Mother-and-daughter Paula, 42, and Kate, 23, also on the Brandon estate, were not impressed either. Kate said: “Outside is warmer than the actual homes.”
Southwark gives residents compensation for days when they have heating and hot water outages for 24 hours. Cllr Macdonald mentioned the £3 daily payment that gets added into residents’ service accounts automatically. Asked whether she thought £3 per day was enough, Ola said: “No.”
But she acknowledged that Cllr Macdonald had fought for people on her estate to be given extra compensation a few years ago. Paula said she had not got any compensation, although she lives on the same estate.
The Lib Dems’ Graham Neale – a council tenant himself – held back from criticising Labour, cautioning that “there’s always going to be problems with those big ticket items, the communal housing systems… 400 homes relying on one system.”

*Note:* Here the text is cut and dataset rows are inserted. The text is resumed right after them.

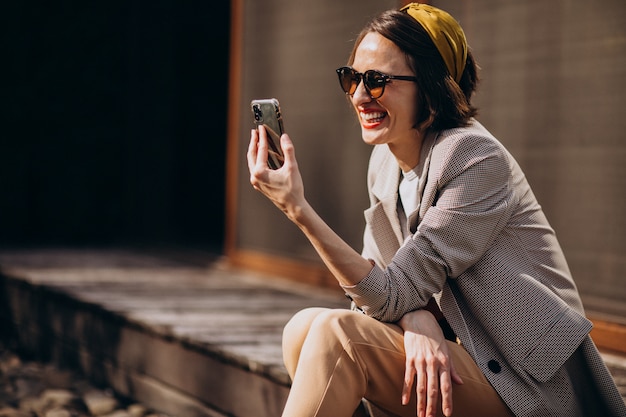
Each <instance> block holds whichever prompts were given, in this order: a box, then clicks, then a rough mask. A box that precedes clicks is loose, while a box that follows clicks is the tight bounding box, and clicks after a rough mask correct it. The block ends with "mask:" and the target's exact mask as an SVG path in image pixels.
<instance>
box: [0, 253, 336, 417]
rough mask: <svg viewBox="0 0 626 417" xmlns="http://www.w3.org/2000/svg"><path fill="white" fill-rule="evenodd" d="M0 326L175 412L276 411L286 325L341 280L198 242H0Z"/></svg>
mask: <svg viewBox="0 0 626 417" xmlns="http://www.w3.org/2000/svg"><path fill="white" fill-rule="evenodd" d="M0 268H1V269H0V337H2V339H3V340H5V341H8V342H10V343H12V346H16V347H18V348H19V349H20V351H21V352H24V353H25V354H27V355H28V356H30V357H32V358H35V359H37V360H40V361H42V362H43V363H52V364H55V365H56V366H59V367H60V368H61V369H72V370H75V371H77V372H78V373H79V374H81V375H83V376H85V377H86V378H87V379H88V380H89V381H91V382H93V383H95V384H96V385H97V386H106V387H111V389H112V390H114V391H115V392H117V393H119V394H120V395H122V396H125V397H129V398H133V399H134V400H136V401H138V402H141V403H144V404H147V405H149V406H150V407H151V408H153V409H155V410H159V411H160V412H162V413H165V414H171V415H173V416H179V417H225V416H237V417H238V416H242V417H249V416H252V415H254V416H256V417H265V416H267V417H270V416H272V417H273V416H276V415H280V413H281V410H282V407H283V405H284V402H285V401H286V398H287V394H288V391H289V386H290V381H289V377H288V375H287V372H286V370H285V368H284V365H283V363H282V354H281V335H282V328H283V327H284V325H285V324H286V322H287V321H288V320H289V318H290V317H291V316H292V315H293V314H294V313H295V312H297V311H299V310H300V309H302V308H305V307H310V306H326V307H347V306H348V302H347V300H346V298H345V297H344V296H343V294H342V293H341V292H340V291H339V290H337V291H331V290H325V289H319V288H312V287H310V286H305V285H299V284H297V283H295V282H294V281H289V280H282V279H280V278H278V277H271V276H266V275H261V274H256V273H254V272H250V271H242V270H235V269H231V268H230V267H229V266H228V264H227V262H225V261H224V259H222V258H220V257H218V256H215V255H212V254H208V253H197V252H193V251H181V252H177V251H154V250H135V249H95V250H94V249H26V250H2V251H0Z"/></svg>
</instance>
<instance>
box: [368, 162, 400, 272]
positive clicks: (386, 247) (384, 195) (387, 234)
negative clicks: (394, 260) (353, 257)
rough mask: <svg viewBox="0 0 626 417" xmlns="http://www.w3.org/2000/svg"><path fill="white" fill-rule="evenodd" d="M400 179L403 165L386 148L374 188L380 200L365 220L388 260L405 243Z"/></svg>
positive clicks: (377, 245) (378, 172)
mask: <svg viewBox="0 0 626 417" xmlns="http://www.w3.org/2000/svg"><path fill="white" fill-rule="evenodd" d="M399 183H400V167H399V166H398V163H397V162H396V160H395V158H394V156H393V155H392V154H391V152H389V151H387V155H386V157H385V158H384V159H383V160H382V162H381V165H380V169H379V171H378V175H377V176H376V181H375V182H374V184H373V185H372V188H371V192H372V194H374V196H375V197H376V199H377V200H378V203H376V204H374V205H373V206H371V207H370V208H368V209H367V210H365V213H364V214H365V220H366V221H367V224H368V226H369V227H370V228H371V230H372V237H373V239H374V241H375V242H376V246H377V247H378V249H379V251H380V254H381V255H382V258H383V259H384V260H385V262H386V263H388V262H389V261H391V258H393V255H395V253H396V252H397V251H398V249H399V248H400V245H401V244H402V231H401V229H400V221H399V220H398V213H397V205H398V193H397V191H398V184H399Z"/></svg>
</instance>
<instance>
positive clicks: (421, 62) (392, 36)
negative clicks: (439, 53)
mask: <svg viewBox="0 0 626 417" xmlns="http://www.w3.org/2000/svg"><path fill="white" fill-rule="evenodd" d="M371 32H376V33H379V34H380V35H382V36H384V37H385V38H387V39H389V40H390V41H392V42H393V43H395V44H396V45H397V46H398V47H399V48H400V50H401V51H402V52H404V54H405V55H406V58H407V62H408V64H409V67H410V68H411V70H412V71H413V73H414V74H415V76H416V78H417V90H418V104H419V105H418V114H417V119H416V120H417V121H416V126H415V127H416V128H418V129H420V130H426V129H429V128H430V129H433V130H444V129H451V128H454V127H459V126H467V125H468V124H469V121H470V118H472V117H474V116H475V115H476V114H477V112H478V109H477V108H476V107H474V106H472V105H471V97H472V94H473V93H474V91H475V90H476V87H477V85H478V70H477V65H476V62H475V61H474V57H473V56H472V53H471V51H468V52H467V60H466V63H465V69H464V71H463V75H462V76H461V80H460V81H459V83H458V84H457V83H456V81H454V79H453V78H452V76H451V75H450V73H449V71H448V69H447V68H446V65H445V63H444V61H443V58H442V57H441V55H440V54H439V51H438V50H437V47H436V46H435V44H434V43H433V41H432V40H431V39H430V36H429V35H428V32H426V30H425V29H424V28H423V27H422V26H421V25H420V24H419V23H418V22H417V21H416V20H415V19H414V18H412V17H411V16H409V15H408V14H407V13H404V12H401V11H396V10H390V11H387V12H384V13H382V14H381V15H380V16H378V17H376V18H374V19H373V20H372V21H370V22H369V23H368V24H367V25H366V26H365V27H364V28H363V30H362V31H361V33H360V34H359V37H358V38H357V40H356V42H355V44H354V48H353V49H352V53H351V54H350V59H349V61H348V63H349V65H352V63H353V62H354V57H355V54H356V49H357V47H358V46H359V44H360V43H361V41H362V40H363V38H364V37H365V35H367V34H368V33H371Z"/></svg>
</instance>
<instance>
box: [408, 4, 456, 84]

He added that heating systems like that scared him because if there was a problem, “400 people have got your phone number [asking] ‘where’s my heating, where’s my heating.”
Chuckling, Kym said: “I’ve got 500 [notifications] on my phone to say ‘Oh I am sorry that we’ve got no hot water or heating at your address, but we’re doing our very best to get it done.’”
The Greens’ Ms Wood said the new heating schemes were “fantastic”, but added that she wanted “accountability” on how much of the hundreds of millions of pounds being spent will go on upkeep of the heating systems, and also insulation.
Oyster Court leaseholder Neil, 38, our final household watching the recording of the debate, said that accountability is “a good thing, but that lots of people try to evade accountability”.
Kym’s response was more direct: “I think they’re talking a load of sh*t”.